Conor Grace

Personal information
- Born: January 31, 1982 (age 43) Dublin, Ireland
- Listed height: 210 cm (6 ft 11 in)

Career information
- High school: Bridgton Academy (North Bridgton, Maine)
- College: Davidson (2001–2005)
- NBA draft: 2005: undrafted
- Playing career: 2005–2016
- Position: Power forward

Career history
- 2005–2006: Viola Reggio Calabria
- 2007: Boulazac Basket Dordogne
- 2007–2008: Team Componenta Karkkila
- 2008: Norrköping Dolphins
- 2008–2009: Ilysiakos
- 2009–2010: Neptune
- 2010: ZZ Leiden
- 2010: Westports Malaysia Dragons
- 2010–2011: Norrköping Dolphins
- 2012: Uppsala Basket
- 2012: Eco Örebro
- 2012–2013: DCU Saints
- 2013: LF Basket
- 2015–2016: Templeogue Azzurri Dublin
- 2015: →Hibernia

Career highlights
- Premier League All-Star Third Pick (2016); Dutch Cup winner (2010);
- Stats at Basketball Reference

= Conor Grace =

Irish basketball player (born 1982)

Conor Thomas Grace (born 31 January 1982) is an Irish former professional basketball player. He previously played for the Irish national team.

Grace was born in Dublin, Ireland.

Grace played rugby in high school, as well as soccer, tennis and track, in addition to basketball. At 14 years old, then 6'4", he caught the eye of Irish under-18 basketball coach, John O'Connor, at a camp. This led to him hooking up with UCD Marian to further his development. He later moved to the United States and joined an AAU program. After playing in a tournament in Las Vegas, Grace drew interest from Southern Utah University but they didn't have space to offer a scholarship. He instead went to a prep school in Maine, Bridgton Academy, and committed to Davidson College for the 2001–02 season, a Division I college basketball program. In 109 games for the Wildcats over four seasons, Grace averaged 6.0 points, 5.7 rebounds and 1.3 assists per game.
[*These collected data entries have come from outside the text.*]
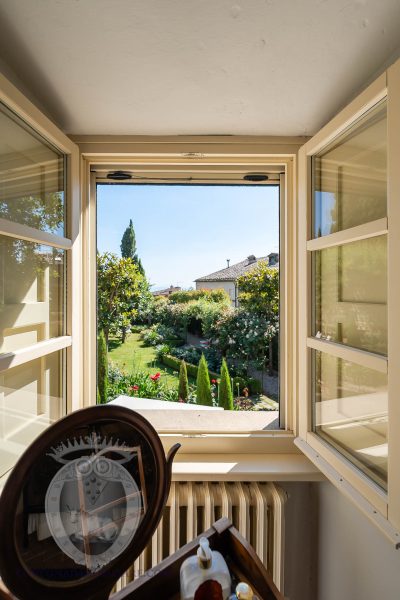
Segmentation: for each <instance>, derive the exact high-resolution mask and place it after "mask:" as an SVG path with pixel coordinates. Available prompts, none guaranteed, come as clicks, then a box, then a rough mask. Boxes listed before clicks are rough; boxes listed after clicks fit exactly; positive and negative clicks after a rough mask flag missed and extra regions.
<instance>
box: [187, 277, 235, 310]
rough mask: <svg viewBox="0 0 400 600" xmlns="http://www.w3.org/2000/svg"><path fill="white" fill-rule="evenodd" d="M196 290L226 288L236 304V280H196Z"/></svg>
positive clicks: (221, 288)
mask: <svg viewBox="0 0 400 600" xmlns="http://www.w3.org/2000/svg"><path fill="white" fill-rule="evenodd" d="M196 290H225V291H226V292H228V294H229V298H230V299H231V301H232V304H233V306H234V305H235V282H234V281H196Z"/></svg>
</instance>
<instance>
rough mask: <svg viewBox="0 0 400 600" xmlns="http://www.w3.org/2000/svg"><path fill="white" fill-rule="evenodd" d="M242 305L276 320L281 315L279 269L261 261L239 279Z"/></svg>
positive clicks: (248, 309)
mask: <svg viewBox="0 0 400 600" xmlns="http://www.w3.org/2000/svg"><path fill="white" fill-rule="evenodd" d="M237 283H238V287H239V302H240V306H241V307H243V308H246V309H247V310H249V311H251V312H253V313H257V314H258V315H262V316H263V317H266V318H267V319H268V320H269V321H276V320H277V319H278V317H279V269H277V268H273V267H269V266H268V263H267V261H260V262H258V263H257V266H256V267H255V268H254V269H251V270H250V271H248V272H247V273H245V274H244V275H242V276H241V277H239V279H238V282H237Z"/></svg>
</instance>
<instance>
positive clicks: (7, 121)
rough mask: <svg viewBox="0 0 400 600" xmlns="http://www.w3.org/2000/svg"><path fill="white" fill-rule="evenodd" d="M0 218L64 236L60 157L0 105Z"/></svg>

As a professional, Grace has played in Italy, France, Finland, Sweden, Greece, the Netherlands, Malaysia, and his home country of Ireland in the Premier League. In 2015–16, he earned Premier League All-Star Third Pick honours while playing for Templeogue, despite undergoing season-ending finger surgery in January 2016.

Grace is the son of Tom and Anne Grace, and has two sisters, Louise and Caroline. He got his athletic genes from his father, who played rugby for the Irish national team and the British Lions.